A relatively subtle, albeit significant change
The 2019 Act didn't effect wholesale change to the existing planning obligation regime in Scotland – the change to s75 is a relatively subtle, albeit significant change. At present, s75 allows that a person may, in respect of land in the district of a planning authority, enter into an obligation restricting or regulating the development or use of the land ("a planning obligation") and then goes on to clarify that such a planning obligation may require the payment of a specified amount or an amount determined in accordance with the relevant instrument. Once the amended version of s75 comes into force on 18 November, a planning obligation will be an obligation which restricts or regulates the development of use or land, or requires payment of a specified amount or periodic payments. This might seem to be a minor distinction, but in effect it will decouple payment obligations from an obligation to restrict or regulate development, meaning that a financial payment could be required without any wider provisions in the agreement restricting and regulating the development. These provisions were likely brought in to address points which arose in the Elsick case, which found that the link between the impacts of the development in question were too remote from the contributions sought to be relevant to the development and form the basis of a planning obligation.

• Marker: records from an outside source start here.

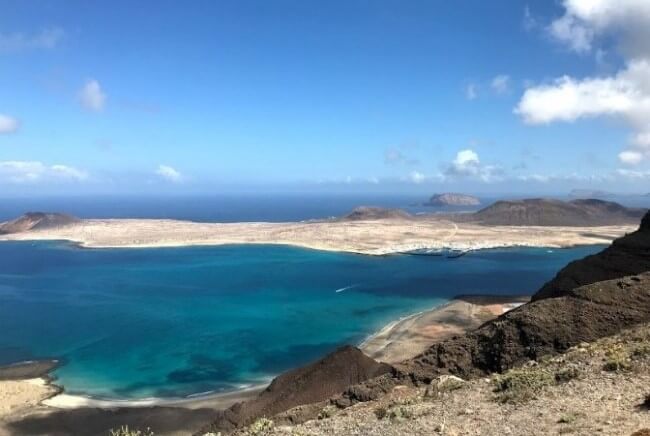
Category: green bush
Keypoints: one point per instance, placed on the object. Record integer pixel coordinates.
(261, 427)
(126, 431)
(519, 385)
(381, 412)
(567, 374)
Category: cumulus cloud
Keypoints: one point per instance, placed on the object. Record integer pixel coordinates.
(500, 84)
(394, 156)
(8, 124)
(91, 96)
(170, 174)
(417, 177)
(45, 39)
(624, 95)
(23, 172)
(467, 164)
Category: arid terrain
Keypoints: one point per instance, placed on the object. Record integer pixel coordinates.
(374, 237)
(592, 389)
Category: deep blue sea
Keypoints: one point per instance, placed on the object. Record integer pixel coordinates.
(167, 322)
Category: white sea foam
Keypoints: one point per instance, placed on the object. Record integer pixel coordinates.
(345, 288)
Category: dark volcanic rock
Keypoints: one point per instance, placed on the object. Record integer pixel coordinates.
(36, 221)
(549, 212)
(451, 199)
(542, 327)
(375, 213)
(310, 384)
(626, 256)
(577, 306)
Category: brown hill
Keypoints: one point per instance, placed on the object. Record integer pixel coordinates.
(370, 213)
(310, 384)
(564, 313)
(551, 324)
(626, 256)
(36, 221)
(549, 212)
(452, 199)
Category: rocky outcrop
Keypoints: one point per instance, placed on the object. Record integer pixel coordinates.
(310, 384)
(564, 313)
(572, 313)
(626, 256)
(549, 212)
(368, 213)
(36, 221)
(542, 327)
(451, 199)
(589, 193)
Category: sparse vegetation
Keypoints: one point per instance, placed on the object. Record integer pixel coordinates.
(400, 413)
(327, 412)
(568, 418)
(567, 374)
(381, 412)
(520, 385)
(126, 431)
(261, 427)
(641, 351)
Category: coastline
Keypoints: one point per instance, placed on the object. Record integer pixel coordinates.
(378, 237)
(396, 341)
(411, 335)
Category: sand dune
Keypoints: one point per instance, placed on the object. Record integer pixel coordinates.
(374, 237)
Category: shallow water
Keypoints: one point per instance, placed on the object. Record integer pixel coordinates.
(166, 322)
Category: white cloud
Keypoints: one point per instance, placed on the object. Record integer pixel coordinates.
(68, 172)
(586, 20)
(501, 83)
(8, 124)
(625, 95)
(170, 174)
(24, 172)
(394, 156)
(91, 96)
(466, 161)
(468, 165)
(45, 39)
(417, 177)
(529, 22)
(471, 91)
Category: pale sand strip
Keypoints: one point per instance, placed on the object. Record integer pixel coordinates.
(211, 400)
(18, 395)
(364, 237)
(410, 336)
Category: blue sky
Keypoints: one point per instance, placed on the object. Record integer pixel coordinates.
(394, 96)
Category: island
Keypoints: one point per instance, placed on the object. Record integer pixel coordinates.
(371, 231)
(452, 199)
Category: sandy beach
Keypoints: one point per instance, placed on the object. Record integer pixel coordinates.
(372, 237)
(31, 405)
(412, 335)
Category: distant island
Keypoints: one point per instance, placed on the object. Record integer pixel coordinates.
(364, 213)
(589, 193)
(550, 212)
(366, 230)
(452, 199)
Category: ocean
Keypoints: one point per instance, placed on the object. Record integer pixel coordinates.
(240, 207)
(169, 322)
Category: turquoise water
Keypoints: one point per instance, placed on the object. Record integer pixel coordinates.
(165, 322)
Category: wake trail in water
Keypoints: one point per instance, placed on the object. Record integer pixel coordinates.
(345, 288)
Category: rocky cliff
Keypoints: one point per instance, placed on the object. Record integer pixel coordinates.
(549, 212)
(451, 199)
(36, 221)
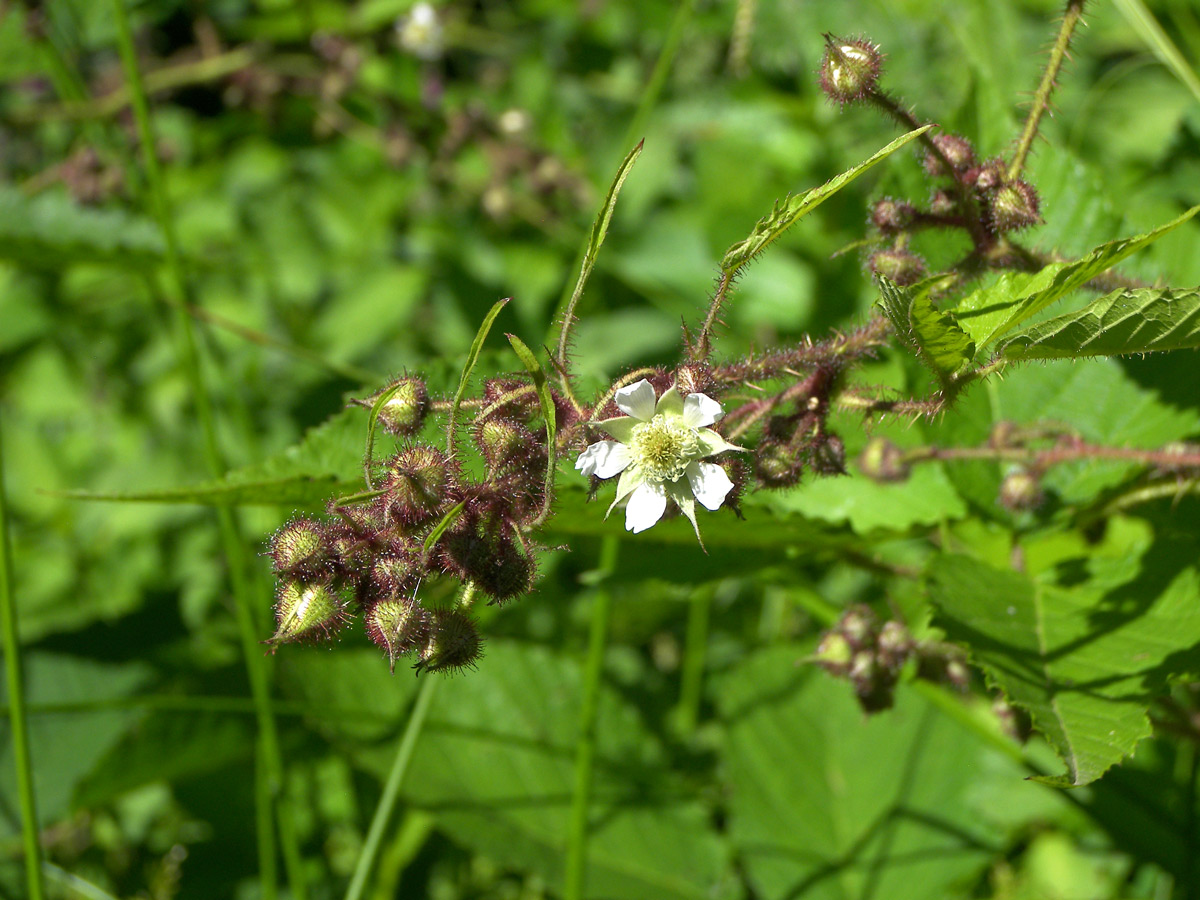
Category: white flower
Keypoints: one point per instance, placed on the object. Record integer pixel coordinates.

Further flexibility and efficiency
The changes to s75A of the 1997 Act are intended to lend further flexibility and efficiency to the process for modifying or discharging a planning obligation. In its current form the Act requires a formal application to be made to the planning authority in terms of s75A and, like other planning applications, applications for modification or discharge of a planning obligation can take a number of weeks or months to be determined and require prescribed information to be provided. It may be that s75A applications remain the norm where substantive changes to a planning obligation are sought, but the new s75A at least provides scope for discharge of an obligation by agreement in writing between the planning authority and a person against whom the obligation is enforceable without a formal s75A application. This option will be of particular use where the terms of the planning obligation are now obsolete, most obviously where its terms have already have already been fully implemented or the planning permission to which the planning obligation related has expired without being implemented. Furthermore, at the moment, getting the wording of an application to modify an obligation correct is critical because the planning authority can only approve or refuse what has been applied for, it has no power to substitute its own wording or grant a s75A application in part. Going forward, the planning authority will be entitled to decide that a planning obligation should continue to have effect subject to modifications which the planning authority itself can draw up (with the applicant's approval).

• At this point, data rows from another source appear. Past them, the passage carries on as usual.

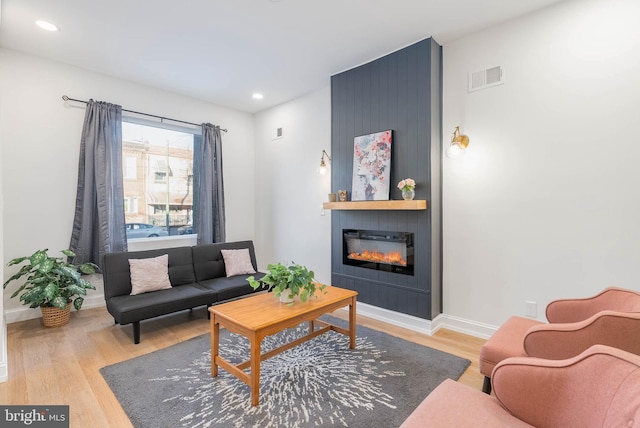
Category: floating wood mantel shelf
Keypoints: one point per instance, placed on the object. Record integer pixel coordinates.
(420, 204)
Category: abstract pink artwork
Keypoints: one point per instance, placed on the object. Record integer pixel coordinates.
(371, 167)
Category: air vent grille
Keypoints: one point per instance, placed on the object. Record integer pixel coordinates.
(486, 78)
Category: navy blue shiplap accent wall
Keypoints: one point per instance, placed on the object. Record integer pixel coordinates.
(402, 92)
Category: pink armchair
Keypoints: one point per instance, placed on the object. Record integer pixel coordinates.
(598, 388)
(612, 318)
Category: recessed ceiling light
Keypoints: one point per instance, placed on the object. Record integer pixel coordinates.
(46, 25)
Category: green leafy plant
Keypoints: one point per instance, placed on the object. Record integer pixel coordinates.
(295, 278)
(51, 281)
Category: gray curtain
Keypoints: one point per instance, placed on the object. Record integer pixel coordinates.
(208, 187)
(99, 224)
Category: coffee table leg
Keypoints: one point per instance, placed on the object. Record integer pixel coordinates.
(215, 340)
(255, 369)
(352, 323)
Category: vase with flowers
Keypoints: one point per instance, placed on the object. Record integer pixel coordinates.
(407, 186)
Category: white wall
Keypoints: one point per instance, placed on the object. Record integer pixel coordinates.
(545, 204)
(40, 138)
(4, 371)
(289, 190)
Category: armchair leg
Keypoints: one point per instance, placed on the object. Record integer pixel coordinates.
(136, 332)
(486, 385)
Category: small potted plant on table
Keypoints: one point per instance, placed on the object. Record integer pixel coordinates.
(287, 282)
(51, 284)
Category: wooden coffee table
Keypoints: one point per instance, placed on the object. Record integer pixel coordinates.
(262, 315)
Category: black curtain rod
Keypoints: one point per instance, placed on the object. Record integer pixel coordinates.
(66, 98)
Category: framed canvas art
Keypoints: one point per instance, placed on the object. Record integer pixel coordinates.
(371, 167)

Speed up the process of modifying or discharging an obligation
We hope that these changes to s75A will speed up the process of modifying or discharging an obligation and will allow planning authorities to take a pragmatic approach to modifying such agreements. Planning obligations remain in force unless and until formally discharged, even where there has been a change to the planning authority's policy in the interim or the rationale for enforcing the obligation no longer exists. For example, it used to be very common for planning obligations to be used to restrict the sale or occupancy of new dwellinghouses, particularly in rural locations where housing was justified based on a need for workers, often agricultural workers. Recent years have seen a move away from this policy position to what effectively amounts to a presumption against restrictions on occupancy and ownership of dwellinghouses, but such restrictions still burden many titles even though many planning authorities are now prepared to discharge them. It is expected that s75A will make it quicker and easier to have these, and other planning obligations which authorities no longer have an interest in enforcing, discharged. We have had recent success in having such a restriction on sale and occupancy removed from the title of a house within the grounds of a hotel, allowing the owners to lawfully sell the property to a person unconnected to the hotel business for the first time in decades.